Patterns, Themes, and What They Mean for Your Students
The MPH question is the central career consideration for public health undergraduates. Most career paths in public health, including epidemiology, health policy, health administration, environmental health, and global health, eventually require a graduate degree. The Master of Public Health is the standard professional credential, and many undergraduates treat the bachelor’s degree as preparation for that graduate study. Counselors should help students understand that undergraduate public health programs vary considerably in how explicitly they are designed as pre-MPH preparation versus terminal professional degrees. Programs at Johns Hopkins, Brown, Cornell, Tufts, and Georgetown tend to attract students with clear graduate school intentions; programs at large public universities like Maryland, UC Irvine, and UMass tend to serve a more mixed population with both direct-employment and graduate school goals. The PhD Productivity score in this ranking measures the research pipeline specifically; it does not capture MPH placement, which is the more common graduate pathway for public health undergraduates.

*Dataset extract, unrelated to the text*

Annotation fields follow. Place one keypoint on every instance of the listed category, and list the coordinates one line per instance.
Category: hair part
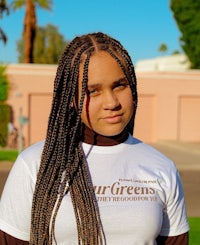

Location relative to federal and state health agencies is a real differentiator. The D.C. programs (GWU, Georgetown, American) offer internship access that programs elsewhere cannot replicate. But proximity to state health departments, major academic medical centers, and regional health systems matters too. Programs at Maryland, Michigan, UNC Chapel Hill, Minnesota, and Wisconsin benefit from close relationships with their state health departments and from being embedded in academic medical center ecosystems. Students should ask specifically about practicum and internship placement rates, and about which federal or state agencies regularly recruit from the program.
In public health, institutional prestige correlates strongly with research opportunity but not perfectly with career placement. A student who graduates from UMass Amherst or Rutgers with strong epidemiology skills, a practicum placement at a state health department, and a clear application to a top MPH program is on a strong career trajectory, arguably stronger than a student from a more selective institution who did not engage deeply with the field. The Academic Rating component in this ranking reflects the overall institutional environment, not the specific quality of public health faculty or curriculum. Programs that score high on Major Emphasis and PhD Productivity, which indicate real departmental investment and research culture, are likely to provide stronger field-specific preparation than programs that rank high primarily on institutional prestige. Counselors should weight these field-specific signals heavily for public health.
Public health is the discipline that connects scientific knowledge to human welfare at the population level. The programs that lead this ranking have built the research environments, faculty depth, agency partnerships, and community connections that make substantive engagement with population health possible for undergraduates. Students who choose carefully, attending to program depth, geographic positioning, practicum infrastructure, and graduate school preparation alongside institutional prestige, will find a field with growing career prospects and a depth of purpose that few undergraduate majors can match.